Ehlenfeldt graduated from Platteville in 2019 with a degree in mechanical engineering. Since graduating he’s been working in the engineering field, recently starting a new position with Polaris in Osceola.
Ehlenfeldt has also continued to fish competitively. He’s got at least one tournament scheduled for nearly every weekend this summer. He’s already notched a highlight to the summer that will be difficult to top. He and his fishing partner, Adam Neu, won the championship at the 32nd annual 2022 North American Bass Challenge Sturgeon Bay Open.
Neu was a college teammate of Ehlenfeldt’s at Platteville. Their 10 bass caught over the two days in early May totaled 52 pounds, 12 ounces, topping their nearest competitors in the 142-team field by 11 ounces. The total prize package they won, including a fishing boat which they sold, topped $41,000, which they split.

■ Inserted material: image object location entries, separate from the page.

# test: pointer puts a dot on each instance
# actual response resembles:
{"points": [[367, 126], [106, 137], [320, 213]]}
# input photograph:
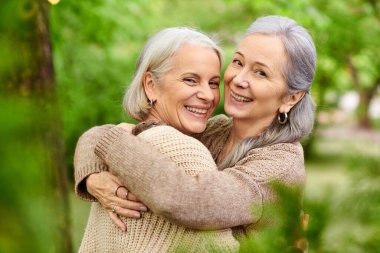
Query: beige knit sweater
{"points": [[153, 233], [213, 199]]}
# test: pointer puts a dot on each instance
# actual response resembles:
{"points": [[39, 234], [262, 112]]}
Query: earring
{"points": [[282, 118], [151, 102]]}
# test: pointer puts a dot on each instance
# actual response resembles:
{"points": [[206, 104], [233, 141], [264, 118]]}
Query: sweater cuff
{"points": [[80, 186], [109, 137]]}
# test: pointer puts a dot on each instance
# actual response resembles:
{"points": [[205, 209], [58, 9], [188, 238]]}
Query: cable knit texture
{"points": [[153, 233], [212, 199]]}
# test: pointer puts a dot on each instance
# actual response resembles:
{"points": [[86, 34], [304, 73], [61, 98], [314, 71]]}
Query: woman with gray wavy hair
{"points": [[267, 97]]}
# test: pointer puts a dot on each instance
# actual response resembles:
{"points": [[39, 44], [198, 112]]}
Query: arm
{"points": [[93, 182], [85, 160], [220, 199]]}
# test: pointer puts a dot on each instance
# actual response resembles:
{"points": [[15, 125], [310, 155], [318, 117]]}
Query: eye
{"points": [[190, 81], [237, 62], [261, 73]]}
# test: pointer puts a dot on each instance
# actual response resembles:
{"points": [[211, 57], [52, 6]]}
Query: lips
{"points": [[200, 111], [240, 98]]}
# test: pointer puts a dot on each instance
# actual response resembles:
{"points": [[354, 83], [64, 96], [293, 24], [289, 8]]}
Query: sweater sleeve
{"points": [[210, 200], [85, 160]]}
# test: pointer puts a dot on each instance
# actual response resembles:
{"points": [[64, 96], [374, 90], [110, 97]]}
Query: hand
{"points": [[103, 186], [127, 126]]}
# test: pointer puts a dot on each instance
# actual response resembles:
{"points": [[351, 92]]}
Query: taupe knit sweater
{"points": [[213, 199], [153, 233]]}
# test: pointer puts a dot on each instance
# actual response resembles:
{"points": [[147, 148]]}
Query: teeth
{"points": [[196, 110], [240, 98]]}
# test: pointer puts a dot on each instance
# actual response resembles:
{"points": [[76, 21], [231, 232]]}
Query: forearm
{"points": [[85, 160], [209, 200]]}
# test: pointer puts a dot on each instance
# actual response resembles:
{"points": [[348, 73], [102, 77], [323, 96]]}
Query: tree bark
{"points": [[34, 79]]}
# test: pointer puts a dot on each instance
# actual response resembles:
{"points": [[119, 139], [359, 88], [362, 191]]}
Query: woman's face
{"points": [[254, 83], [188, 93]]}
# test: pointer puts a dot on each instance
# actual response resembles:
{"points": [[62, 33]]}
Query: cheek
{"points": [[228, 75]]}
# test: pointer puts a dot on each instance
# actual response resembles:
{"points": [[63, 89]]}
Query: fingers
{"points": [[132, 197], [126, 126], [122, 192], [116, 219], [132, 203], [128, 213]]}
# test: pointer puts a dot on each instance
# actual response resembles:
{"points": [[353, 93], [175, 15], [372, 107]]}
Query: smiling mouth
{"points": [[196, 110], [240, 98]]}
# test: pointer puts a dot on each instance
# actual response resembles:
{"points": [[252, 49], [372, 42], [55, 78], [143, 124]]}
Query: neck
{"points": [[153, 117]]}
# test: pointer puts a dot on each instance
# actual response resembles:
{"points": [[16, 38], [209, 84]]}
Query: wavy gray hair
{"points": [[155, 57], [299, 73]]}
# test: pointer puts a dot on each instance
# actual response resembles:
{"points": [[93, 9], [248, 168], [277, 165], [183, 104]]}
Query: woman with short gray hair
{"points": [[267, 97], [174, 92]]}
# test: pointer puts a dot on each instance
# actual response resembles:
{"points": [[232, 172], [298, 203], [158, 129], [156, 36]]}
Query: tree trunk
{"points": [[33, 78]]}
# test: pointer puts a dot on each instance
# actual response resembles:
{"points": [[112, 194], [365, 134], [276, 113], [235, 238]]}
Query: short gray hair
{"points": [[155, 57], [299, 73]]}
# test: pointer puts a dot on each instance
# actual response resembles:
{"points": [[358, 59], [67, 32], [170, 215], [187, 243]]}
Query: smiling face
{"points": [[188, 93], [254, 83]]}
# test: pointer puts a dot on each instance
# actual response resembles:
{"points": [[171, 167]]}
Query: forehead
{"points": [[263, 48], [190, 55]]}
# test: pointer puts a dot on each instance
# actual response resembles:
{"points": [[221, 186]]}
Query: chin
{"points": [[195, 129]]}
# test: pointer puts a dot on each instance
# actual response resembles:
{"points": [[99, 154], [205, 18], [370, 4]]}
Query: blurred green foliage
{"points": [[95, 46]]}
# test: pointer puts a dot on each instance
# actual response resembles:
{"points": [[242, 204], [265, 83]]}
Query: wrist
{"points": [[89, 182]]}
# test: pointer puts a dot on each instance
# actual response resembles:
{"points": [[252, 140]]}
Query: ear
{"points": [[291, 100], [149, 86]]}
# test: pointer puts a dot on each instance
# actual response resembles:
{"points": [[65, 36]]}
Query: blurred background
{"points": [[64, 66]]}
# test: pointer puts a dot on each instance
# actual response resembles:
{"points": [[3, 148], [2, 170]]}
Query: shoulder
{"points": [[96, 131], [220, 121], [281, 149], [164, 135], [216, 126], [187, 152], [283, 162]]}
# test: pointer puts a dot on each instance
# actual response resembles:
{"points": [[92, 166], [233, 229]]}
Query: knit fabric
{"points": [[153, 233], [213, 199]]}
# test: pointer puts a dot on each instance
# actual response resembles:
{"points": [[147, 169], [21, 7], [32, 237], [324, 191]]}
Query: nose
{"points": [[205, 93], [240, 80]]}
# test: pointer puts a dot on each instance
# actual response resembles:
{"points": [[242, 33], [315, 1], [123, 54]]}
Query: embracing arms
{"points": [[213, 199]]}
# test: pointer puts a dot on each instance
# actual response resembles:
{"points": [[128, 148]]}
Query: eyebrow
{"points": [[256, 62], [196, 75]]}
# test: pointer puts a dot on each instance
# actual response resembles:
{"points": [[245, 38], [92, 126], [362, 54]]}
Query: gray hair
{"points": [[155, 57], [298, 71]]}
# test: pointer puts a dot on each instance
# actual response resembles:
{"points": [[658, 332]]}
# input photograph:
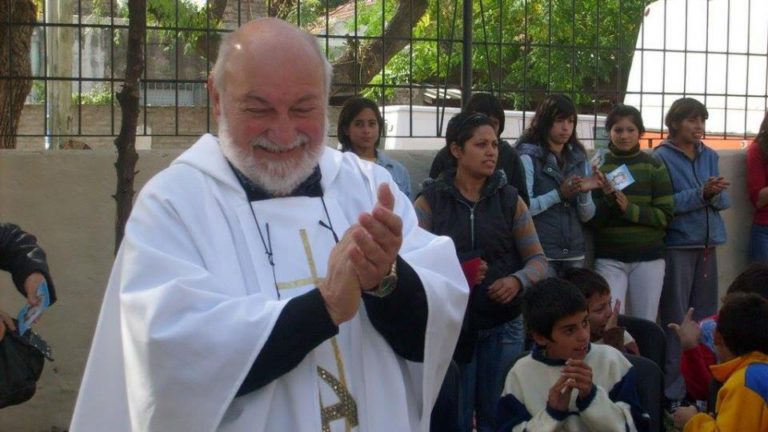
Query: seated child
{"points": [[567, 383], [697, 339], [741, 343], [603, 319]]}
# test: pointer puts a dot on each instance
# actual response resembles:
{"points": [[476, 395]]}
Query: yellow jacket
{"points": [[742, 402]]}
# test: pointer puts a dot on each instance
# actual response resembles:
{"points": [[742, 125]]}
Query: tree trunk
{"points": [[129, 105], [15, 38], [360, 66]]}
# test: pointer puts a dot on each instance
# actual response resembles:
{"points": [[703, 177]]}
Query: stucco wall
{"points": [[65, 199]]}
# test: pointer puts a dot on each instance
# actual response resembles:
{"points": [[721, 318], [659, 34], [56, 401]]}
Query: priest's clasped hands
{"points": [[362, 258]]}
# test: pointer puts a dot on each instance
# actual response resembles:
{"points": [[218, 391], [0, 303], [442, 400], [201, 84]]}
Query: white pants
{"points": [[637, 285]]}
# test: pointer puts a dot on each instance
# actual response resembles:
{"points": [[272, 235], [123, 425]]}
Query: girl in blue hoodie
{"points": [[690, 280]]}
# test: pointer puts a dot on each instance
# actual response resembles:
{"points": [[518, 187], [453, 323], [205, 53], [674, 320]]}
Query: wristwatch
{"points": [[388, 284]]}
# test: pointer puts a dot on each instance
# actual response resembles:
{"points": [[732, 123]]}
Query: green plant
{"points": [[96, 96], [582, 48]]}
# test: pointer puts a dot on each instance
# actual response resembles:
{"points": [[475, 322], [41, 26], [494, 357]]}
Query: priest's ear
{"points": [[213, 92]]}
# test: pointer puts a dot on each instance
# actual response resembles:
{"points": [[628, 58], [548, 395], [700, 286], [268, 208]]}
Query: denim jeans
{"points": [[758, 244], [482, 379]]}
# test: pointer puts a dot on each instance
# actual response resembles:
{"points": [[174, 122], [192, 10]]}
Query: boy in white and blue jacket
{"points": [[567, 383], [700, 194]]}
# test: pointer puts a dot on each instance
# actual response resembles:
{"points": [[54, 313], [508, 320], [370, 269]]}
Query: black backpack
{"points": [[21, 363]]}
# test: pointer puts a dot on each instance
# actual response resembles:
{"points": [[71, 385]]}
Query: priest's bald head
{"points": [[269, 88]]}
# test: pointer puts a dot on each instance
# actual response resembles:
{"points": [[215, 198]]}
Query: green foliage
{"points": [[96, 96], [521, 47], [180, 14], [308, 12]]}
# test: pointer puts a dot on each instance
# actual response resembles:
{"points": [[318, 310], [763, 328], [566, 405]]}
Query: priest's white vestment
{"points": [[192, 300]]}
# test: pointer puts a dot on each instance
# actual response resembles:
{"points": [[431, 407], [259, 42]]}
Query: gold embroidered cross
{"points": [[346, 408], [313, 279]]}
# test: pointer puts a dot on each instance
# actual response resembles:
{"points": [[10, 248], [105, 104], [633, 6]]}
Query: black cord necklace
{"points": [[267, 243]]}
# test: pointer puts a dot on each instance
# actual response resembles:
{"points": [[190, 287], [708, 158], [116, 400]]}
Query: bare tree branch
{"points": [[361, 65], [15, 37], [129, 105]]}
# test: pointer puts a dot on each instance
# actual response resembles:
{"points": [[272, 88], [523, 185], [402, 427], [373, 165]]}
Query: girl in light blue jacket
{"points": [[700, 194]]}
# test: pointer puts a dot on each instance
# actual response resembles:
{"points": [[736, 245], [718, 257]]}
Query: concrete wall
{"points": [[65, 199]]}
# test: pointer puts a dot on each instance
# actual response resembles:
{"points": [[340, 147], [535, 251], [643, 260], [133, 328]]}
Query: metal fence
{"points": [[600, 52]]}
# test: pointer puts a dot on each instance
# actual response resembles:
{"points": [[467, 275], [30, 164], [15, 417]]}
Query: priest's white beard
{"points": [[277, 178]]}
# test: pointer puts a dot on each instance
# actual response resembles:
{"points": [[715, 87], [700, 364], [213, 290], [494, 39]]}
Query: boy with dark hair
{"points": [[741, 341], [566, 383], [697, 339], [603, 318]]}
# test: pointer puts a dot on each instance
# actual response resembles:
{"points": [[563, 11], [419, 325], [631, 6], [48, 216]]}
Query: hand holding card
{"points": [[28, 314], [472, 270]]}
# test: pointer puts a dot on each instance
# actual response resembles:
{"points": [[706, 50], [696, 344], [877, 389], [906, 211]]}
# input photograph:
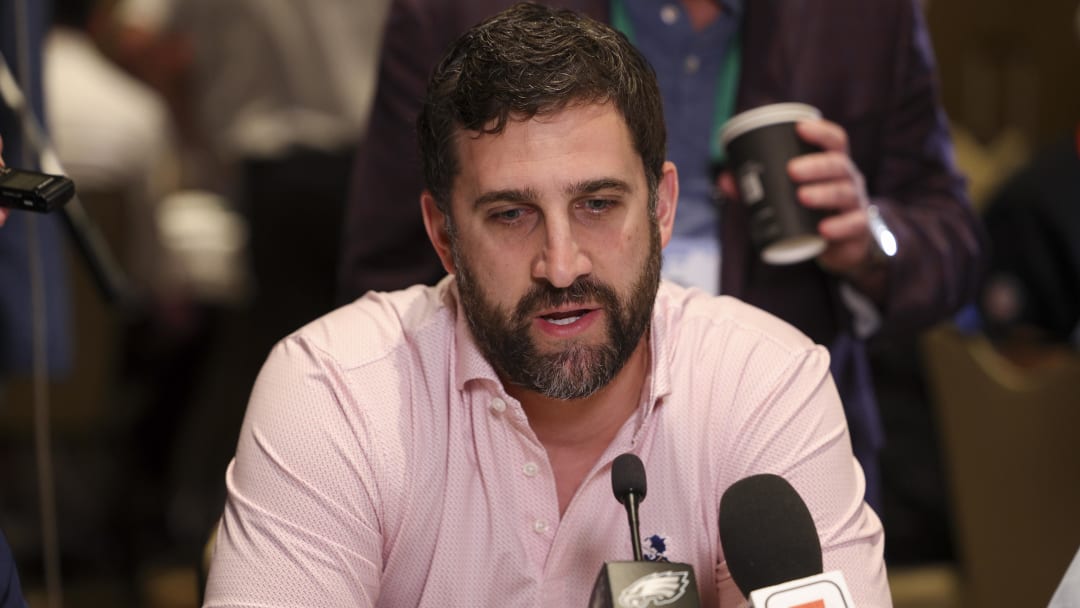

Ehlenfeldt gave Neu, who is a Sturgeon Bay native, much of the credit for their win. Neu fished in the Sturgeon Bay Open since he was 11, learning from his father, who was a professional walleye fisherman. Ehlenfeldt said Neu studied the migration patterns of the female bass coming into the shallow water from Lake Michigan to spawn, so they had a good idea on the water depths and temperatures to fish.
“This was very special, especially to Adam,” Ehlenfeldt said. “His career is fishing right now. That’s something I’d like to get to.”
Ehlenfeldt said they plan to compete at Sturgeon Bay again next year, in hopes of defending their title.
Ehlenfeldt credits his dad and his grandfather for getting him interested in fishing at a young age. His grandfather gave him his first fly-tying kit. He was strictly a fly fisherman until he reached high school. That’s when he was encouraged to join the junior division of the Indianhead Bassers, a bass fishing club based in New Richmond.
“As soon as I picked up a bass rod, I never touched a fly rod since then,” Ehlenfeldt recalled. “The competition aspect sucked me right in.”
That led to Ehlenfeldt being part of the first fishing team at New Richmond High School in 2014, where he and L’Allier qualified for state and for nationals.
Ehlenfeldt said he feels fortunate to live in this area, where there are so many lakes and they all offer different fishing conditions. Ehlenfeldt said he plans to buy his own fishing boat in October to help him work toward his goal in fishing.
“I’ve got a three-year plan of what I’d like to do. (Buying the boat) would be a big stepping stone in making this a full-time career,” he said. “Everything driving me is to compete in bass fishing tournaments.”